Tuesday, November 04, 2008

America, I am so proud of you! Dawn of Hope!

At this moment, 10:33PM EST, Obama has 207 electoral votes. OH, NM and IA are Obama's country. That is just an early indication of a landslide.

1) MLK can now rest in peace. Forty years after his famous "I have a dream" speech, this nation can now look beyond the color of an individual's skin, and judge the person on his or her own merits.

2) The world is now looking at America in awe! America is STILL the beacon of light for the world. It is still the symbol of hope and inspiration.

3) It is so unfortunate that Obama's grandmother could not live to witness his grandson winning this historic election. She died one day before the election. But I am sure she is now smiling in heaven.
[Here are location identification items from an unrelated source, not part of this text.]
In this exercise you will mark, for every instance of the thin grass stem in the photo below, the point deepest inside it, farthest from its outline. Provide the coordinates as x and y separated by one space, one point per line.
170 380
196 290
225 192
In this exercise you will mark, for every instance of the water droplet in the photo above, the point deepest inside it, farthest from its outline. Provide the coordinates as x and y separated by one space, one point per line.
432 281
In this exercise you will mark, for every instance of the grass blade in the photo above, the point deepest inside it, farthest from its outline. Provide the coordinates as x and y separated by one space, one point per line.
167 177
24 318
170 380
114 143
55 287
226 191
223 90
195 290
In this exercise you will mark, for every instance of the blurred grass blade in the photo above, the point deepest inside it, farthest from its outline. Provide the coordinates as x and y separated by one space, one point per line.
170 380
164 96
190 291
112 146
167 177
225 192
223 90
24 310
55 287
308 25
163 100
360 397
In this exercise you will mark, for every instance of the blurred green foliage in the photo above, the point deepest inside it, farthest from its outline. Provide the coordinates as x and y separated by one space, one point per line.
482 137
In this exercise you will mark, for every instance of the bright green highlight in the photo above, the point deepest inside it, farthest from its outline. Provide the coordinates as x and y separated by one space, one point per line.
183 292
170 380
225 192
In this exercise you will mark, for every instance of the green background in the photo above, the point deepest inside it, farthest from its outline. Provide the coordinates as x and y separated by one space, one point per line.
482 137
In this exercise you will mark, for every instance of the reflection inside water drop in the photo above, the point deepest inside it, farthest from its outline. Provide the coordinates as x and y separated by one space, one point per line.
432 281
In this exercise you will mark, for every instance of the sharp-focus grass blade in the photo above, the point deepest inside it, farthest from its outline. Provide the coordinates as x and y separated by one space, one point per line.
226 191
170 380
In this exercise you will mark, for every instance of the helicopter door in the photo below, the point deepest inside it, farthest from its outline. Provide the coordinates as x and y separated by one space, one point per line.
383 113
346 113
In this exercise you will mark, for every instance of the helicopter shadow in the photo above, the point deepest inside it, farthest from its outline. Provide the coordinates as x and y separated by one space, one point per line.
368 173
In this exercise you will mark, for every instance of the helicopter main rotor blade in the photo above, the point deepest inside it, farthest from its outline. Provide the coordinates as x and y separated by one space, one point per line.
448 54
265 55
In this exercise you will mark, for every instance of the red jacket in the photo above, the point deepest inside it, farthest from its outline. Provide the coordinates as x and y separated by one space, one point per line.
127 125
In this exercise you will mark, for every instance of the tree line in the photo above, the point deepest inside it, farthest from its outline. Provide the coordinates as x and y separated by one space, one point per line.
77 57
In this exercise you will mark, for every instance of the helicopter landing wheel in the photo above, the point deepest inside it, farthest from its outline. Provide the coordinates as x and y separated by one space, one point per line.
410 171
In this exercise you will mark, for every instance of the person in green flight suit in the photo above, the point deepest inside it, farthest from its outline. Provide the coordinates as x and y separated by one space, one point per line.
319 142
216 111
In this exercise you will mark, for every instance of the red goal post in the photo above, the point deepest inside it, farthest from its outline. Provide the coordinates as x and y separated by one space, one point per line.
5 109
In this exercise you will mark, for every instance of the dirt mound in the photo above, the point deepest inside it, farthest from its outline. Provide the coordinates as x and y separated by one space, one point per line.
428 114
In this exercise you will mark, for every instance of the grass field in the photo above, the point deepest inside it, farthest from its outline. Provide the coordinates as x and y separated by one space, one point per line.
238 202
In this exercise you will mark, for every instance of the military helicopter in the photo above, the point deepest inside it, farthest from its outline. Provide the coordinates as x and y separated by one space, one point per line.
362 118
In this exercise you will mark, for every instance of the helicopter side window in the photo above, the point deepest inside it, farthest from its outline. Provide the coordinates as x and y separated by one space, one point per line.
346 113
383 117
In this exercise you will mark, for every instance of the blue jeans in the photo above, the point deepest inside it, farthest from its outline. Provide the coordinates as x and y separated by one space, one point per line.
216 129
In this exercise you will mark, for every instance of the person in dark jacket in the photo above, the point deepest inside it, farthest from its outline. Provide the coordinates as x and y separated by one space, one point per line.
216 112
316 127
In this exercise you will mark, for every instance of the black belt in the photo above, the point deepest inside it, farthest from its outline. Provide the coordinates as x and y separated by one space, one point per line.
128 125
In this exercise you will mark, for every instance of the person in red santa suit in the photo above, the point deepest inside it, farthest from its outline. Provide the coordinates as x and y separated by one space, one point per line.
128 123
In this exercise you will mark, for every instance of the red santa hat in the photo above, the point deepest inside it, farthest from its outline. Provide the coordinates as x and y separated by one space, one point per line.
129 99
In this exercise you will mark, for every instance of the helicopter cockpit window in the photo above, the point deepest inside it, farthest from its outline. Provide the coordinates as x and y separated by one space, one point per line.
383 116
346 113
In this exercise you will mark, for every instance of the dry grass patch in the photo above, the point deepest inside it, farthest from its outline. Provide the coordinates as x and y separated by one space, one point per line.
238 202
4) Now it is time to get to work: we need to give some desperately needed help to the middle class and the poor. Then we need to invest in America's future, by supporting education, healthcare for everyone, alternative energy technologies, and rebuilding of the crumbling infrastructure.

Finally we can all go to sleep with smile. Sweet dream, America, and wake up to the dawn of a new era, an era of new hope.

Saturday, November 01, 2008

McCain's tax plan vs. Obama's tax plan (satire)

Let's be frank about it. McCain has a better tax plan than Obama. Not only he gives some tax cut to the poor, he will also cut tax for the wealthy and big corporations, just in case they need it. McCain will cut tax for EVERYONE, not only the middle class and poor.
How will he balance the budget, if he cut taxes? He will freeze all domestic spending except the military. Sure, this will cripple domestic economy. But no worry, our corporations can always do business in other countries. And our military spending will definitely stimulate the economy of our friends in the middle east. Yes, tough economic time is ahead of us here in the US. But that is why we are asking you to put the country first.
Even freezing domestic spending would not balance the budget, because we are already running a half trillion dollar budget deficit. But, don't fret. The government can always borrow. We have been doing that in the last eight years! Why can't we continue doing that?

On the other hand, Obama only gives tax cut to those who need it. He asks the wealthy and the corporations to chip in a little bit more. That is socialism, my friends. Obama will reduce our military spending by ending the war in Iraq, and boost domestic spending to stimulate the US economy. He will give tax credit to small businesses that create jobs in the US, not ship jobs overseas. He will repair the crippling infrastructure, and encourage investment in alternative energy technologies. My friends, that does not work! That is government intervention. You democrats did that in the 90s, the early 60s, and the late 30s. The New Deal. The Great Society. Blah blah blah. Those are false hopes. They work for a while, until we republicans came in to crash them.

My friends, on November 4th, remember to vote for McCain.